私が自分でも色々と調べるきっかけとなったこの話は、先輩経営者からのアドバイスによるものでした。アメリカでコンテナごと紛失した経験がある方で、私が想像できないほどの困難な状況をくぐりぬけてきた人です。例えばアメリカで訴えられる場合、その事案において販売元と製造元にそれぞれどの程度責任があるかが整理されるという。アメリカ現地の販売店はその規模問わず保険に入っており、当然日本のメーカーも海外PL保険に入っているものと思っている。訴えられた際に、販売店側も製造元である日本のメーカーが海外PL保険に入っていなくて驚いたというケースも聞きました。日本においても、百貨店や多店舗展開されている小売店、それ相応の規模の販売店であれば海外PL保険に入っていると推測されます。今回は、「ガラスという素材であれば、尚更、具体的に検討するいい機会かもしれないですね」という示唆をいただきました。

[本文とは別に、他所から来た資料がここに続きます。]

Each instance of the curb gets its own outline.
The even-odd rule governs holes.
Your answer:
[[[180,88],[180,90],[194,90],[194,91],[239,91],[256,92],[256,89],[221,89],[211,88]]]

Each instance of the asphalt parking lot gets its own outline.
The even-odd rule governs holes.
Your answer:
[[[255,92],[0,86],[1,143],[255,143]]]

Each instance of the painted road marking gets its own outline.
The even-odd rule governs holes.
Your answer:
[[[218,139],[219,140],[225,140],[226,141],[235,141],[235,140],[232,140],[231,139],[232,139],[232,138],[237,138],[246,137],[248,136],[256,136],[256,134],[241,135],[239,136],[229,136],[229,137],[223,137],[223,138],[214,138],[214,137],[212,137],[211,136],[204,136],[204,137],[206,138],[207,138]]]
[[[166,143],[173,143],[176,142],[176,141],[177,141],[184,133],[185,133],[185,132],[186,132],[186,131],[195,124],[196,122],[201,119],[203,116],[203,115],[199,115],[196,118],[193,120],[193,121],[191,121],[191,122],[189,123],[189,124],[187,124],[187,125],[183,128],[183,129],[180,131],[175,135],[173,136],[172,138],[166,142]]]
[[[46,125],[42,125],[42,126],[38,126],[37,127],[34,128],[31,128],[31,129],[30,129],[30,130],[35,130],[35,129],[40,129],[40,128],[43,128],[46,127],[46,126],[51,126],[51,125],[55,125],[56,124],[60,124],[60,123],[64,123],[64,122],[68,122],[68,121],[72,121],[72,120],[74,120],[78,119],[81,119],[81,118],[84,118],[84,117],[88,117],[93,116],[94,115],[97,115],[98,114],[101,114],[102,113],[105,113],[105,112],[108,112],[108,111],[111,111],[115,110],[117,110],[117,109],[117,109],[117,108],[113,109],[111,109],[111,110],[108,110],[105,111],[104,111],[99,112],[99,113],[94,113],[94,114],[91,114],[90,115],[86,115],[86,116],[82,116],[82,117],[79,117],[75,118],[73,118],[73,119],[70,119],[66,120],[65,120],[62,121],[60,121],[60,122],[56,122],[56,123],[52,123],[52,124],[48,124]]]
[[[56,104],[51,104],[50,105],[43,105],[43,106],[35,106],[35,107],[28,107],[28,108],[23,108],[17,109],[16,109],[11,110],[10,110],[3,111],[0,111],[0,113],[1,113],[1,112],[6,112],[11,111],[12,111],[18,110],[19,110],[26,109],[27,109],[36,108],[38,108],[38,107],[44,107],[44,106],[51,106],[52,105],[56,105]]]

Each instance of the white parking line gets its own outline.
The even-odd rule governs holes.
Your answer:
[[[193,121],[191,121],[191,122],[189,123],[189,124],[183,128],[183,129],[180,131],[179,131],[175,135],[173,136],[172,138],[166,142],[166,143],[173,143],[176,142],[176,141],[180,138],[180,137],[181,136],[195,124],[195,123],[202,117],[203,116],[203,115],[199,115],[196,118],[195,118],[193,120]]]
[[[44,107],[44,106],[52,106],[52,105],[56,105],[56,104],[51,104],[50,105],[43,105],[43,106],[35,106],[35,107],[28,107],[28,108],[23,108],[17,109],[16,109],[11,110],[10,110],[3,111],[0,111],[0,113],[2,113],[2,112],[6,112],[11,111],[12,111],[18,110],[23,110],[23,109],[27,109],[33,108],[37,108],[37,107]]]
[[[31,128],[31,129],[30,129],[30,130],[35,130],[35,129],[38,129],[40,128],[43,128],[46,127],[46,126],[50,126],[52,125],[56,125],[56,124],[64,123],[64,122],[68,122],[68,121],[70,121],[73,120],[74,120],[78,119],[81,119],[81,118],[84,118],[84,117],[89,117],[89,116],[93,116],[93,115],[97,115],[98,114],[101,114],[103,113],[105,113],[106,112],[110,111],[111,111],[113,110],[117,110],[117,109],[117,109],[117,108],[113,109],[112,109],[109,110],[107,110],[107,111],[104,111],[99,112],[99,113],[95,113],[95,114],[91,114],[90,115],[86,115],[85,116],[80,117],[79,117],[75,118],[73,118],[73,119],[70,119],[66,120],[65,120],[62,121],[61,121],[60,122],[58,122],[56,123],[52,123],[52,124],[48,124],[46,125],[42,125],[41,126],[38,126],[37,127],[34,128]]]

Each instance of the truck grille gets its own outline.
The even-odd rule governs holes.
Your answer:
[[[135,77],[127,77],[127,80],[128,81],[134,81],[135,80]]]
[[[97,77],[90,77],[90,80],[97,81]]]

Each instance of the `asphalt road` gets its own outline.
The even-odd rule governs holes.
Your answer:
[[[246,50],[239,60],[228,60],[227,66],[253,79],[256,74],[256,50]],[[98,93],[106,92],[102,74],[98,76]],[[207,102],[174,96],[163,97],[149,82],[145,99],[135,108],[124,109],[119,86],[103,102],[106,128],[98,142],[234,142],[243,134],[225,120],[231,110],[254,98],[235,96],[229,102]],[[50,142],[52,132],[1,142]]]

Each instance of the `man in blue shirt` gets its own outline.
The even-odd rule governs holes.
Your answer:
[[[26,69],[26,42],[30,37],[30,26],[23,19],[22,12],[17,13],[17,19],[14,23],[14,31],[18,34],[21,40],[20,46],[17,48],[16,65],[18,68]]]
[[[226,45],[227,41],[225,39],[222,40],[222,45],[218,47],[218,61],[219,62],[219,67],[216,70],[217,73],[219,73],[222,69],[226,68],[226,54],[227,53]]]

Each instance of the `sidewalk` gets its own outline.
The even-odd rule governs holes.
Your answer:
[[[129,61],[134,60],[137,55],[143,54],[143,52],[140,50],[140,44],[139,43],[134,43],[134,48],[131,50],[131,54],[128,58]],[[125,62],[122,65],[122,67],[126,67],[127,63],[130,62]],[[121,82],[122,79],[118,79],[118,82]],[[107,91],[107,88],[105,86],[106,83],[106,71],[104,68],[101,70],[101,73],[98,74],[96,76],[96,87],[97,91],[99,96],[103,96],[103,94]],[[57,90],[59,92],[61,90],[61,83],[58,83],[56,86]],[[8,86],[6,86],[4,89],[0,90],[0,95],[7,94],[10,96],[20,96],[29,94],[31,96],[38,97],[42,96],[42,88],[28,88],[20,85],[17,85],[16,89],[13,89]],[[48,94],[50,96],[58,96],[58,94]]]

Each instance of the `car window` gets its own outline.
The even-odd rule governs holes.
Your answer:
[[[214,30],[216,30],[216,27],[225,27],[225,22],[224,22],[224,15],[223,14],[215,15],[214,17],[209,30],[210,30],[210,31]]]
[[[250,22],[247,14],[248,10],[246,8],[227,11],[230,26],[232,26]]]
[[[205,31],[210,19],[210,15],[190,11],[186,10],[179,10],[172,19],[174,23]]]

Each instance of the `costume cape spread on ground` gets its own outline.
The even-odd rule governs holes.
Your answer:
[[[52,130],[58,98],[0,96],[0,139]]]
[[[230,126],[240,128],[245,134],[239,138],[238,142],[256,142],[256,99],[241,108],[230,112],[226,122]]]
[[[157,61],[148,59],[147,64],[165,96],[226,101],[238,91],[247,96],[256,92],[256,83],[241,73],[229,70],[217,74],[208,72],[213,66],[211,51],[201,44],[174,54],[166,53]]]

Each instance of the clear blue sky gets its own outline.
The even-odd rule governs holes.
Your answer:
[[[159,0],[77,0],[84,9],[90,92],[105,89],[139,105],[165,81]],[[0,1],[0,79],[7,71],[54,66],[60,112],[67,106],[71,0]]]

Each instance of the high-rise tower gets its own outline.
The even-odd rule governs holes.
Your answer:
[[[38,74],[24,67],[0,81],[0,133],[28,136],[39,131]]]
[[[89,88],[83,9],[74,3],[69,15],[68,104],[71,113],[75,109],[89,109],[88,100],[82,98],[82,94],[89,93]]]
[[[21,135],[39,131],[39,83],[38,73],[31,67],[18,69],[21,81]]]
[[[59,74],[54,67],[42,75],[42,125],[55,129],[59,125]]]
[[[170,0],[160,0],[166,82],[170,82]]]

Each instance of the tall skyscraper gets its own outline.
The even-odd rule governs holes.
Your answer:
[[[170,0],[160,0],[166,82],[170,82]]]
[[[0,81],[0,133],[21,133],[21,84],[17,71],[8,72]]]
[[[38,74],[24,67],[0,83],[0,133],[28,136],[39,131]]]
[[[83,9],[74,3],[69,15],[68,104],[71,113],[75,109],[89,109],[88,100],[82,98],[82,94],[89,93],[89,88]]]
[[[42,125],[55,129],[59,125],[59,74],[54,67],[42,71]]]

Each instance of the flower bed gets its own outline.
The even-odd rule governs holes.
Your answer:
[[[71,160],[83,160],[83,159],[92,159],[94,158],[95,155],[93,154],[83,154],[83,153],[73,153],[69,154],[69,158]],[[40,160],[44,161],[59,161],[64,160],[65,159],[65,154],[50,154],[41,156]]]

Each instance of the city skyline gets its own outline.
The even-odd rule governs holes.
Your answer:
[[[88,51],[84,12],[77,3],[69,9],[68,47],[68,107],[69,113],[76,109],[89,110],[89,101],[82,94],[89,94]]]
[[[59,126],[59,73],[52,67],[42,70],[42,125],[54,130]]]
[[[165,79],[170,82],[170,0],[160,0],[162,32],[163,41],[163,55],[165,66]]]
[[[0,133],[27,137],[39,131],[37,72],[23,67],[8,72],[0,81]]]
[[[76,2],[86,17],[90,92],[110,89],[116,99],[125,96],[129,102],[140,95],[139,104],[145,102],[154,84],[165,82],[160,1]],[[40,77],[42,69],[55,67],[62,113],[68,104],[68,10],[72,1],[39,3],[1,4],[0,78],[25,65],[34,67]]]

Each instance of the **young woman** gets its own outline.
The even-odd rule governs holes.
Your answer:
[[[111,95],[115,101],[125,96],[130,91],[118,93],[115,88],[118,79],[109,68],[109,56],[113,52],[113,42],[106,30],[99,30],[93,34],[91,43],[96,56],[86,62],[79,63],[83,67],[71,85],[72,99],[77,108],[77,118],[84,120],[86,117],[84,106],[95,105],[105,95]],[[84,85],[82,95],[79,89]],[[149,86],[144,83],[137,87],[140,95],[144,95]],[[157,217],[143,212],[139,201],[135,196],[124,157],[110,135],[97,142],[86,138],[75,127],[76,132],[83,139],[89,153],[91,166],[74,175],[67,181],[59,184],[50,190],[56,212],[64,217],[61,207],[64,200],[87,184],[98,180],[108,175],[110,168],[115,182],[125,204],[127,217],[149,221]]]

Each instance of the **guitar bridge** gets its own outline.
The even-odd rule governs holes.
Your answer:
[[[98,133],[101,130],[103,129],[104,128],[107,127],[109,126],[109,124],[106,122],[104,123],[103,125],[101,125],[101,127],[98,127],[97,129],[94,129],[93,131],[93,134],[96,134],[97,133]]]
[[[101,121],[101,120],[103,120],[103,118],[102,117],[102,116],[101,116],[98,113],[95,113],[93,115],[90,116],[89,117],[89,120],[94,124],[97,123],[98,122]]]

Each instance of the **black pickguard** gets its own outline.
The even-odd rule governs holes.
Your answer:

そんなことは、そうそう起こらないではないだろうと思う一方、文化が違えば価値観も行動も違う。トラブルも想定外です。日本では考えられない使い方をする場合もあれば、使命感と善意で本気で法的に訴えてくることも考えられます。手間も時間も労力もかかるから生死にかかわる事案でなければ穏便に解決しようと思いがちな日本人に対し、相手は専門家が一括で対応し法的な手段をとった手数料含め訴えればマイナスはないという考え方かもしれません。
私たちからすると言いがかりと感じるケースや、個人の責任ではないかと思う場合であっても、被害者(訴える側)が訴えるという行動に出る以上は対応しなければなりません。損害賠償金はもちろん、そういった訴訟費用や対応にかかった費用等が 海外PL保険で補償されます。
これだけ人が行き交う時代、思いもよらぬ何かに遭遇する不運に見舞われる可能性が 2、30年前よりも明らかに高いという事実は認識すべきと思い 今回ここにまとめることとしました。これまで起こらなかっただけでいつだって起こる可能性があるという、そういう類のことと感じます。 ネットで検索すると色々と情報が出てきますし、お付き合いのある保険会社さんに一度ご質問されてみる、また実際に加入している方のお話を聞くこともよいと思います。不安を煽りたいわけではありませんが、事業規模の大小を問わず ものづくり中小企業や個人の方々には、海外PL保険に加入されていないのであれば、入っていないことを入っていない状態として認識していただきたい。そう感じています。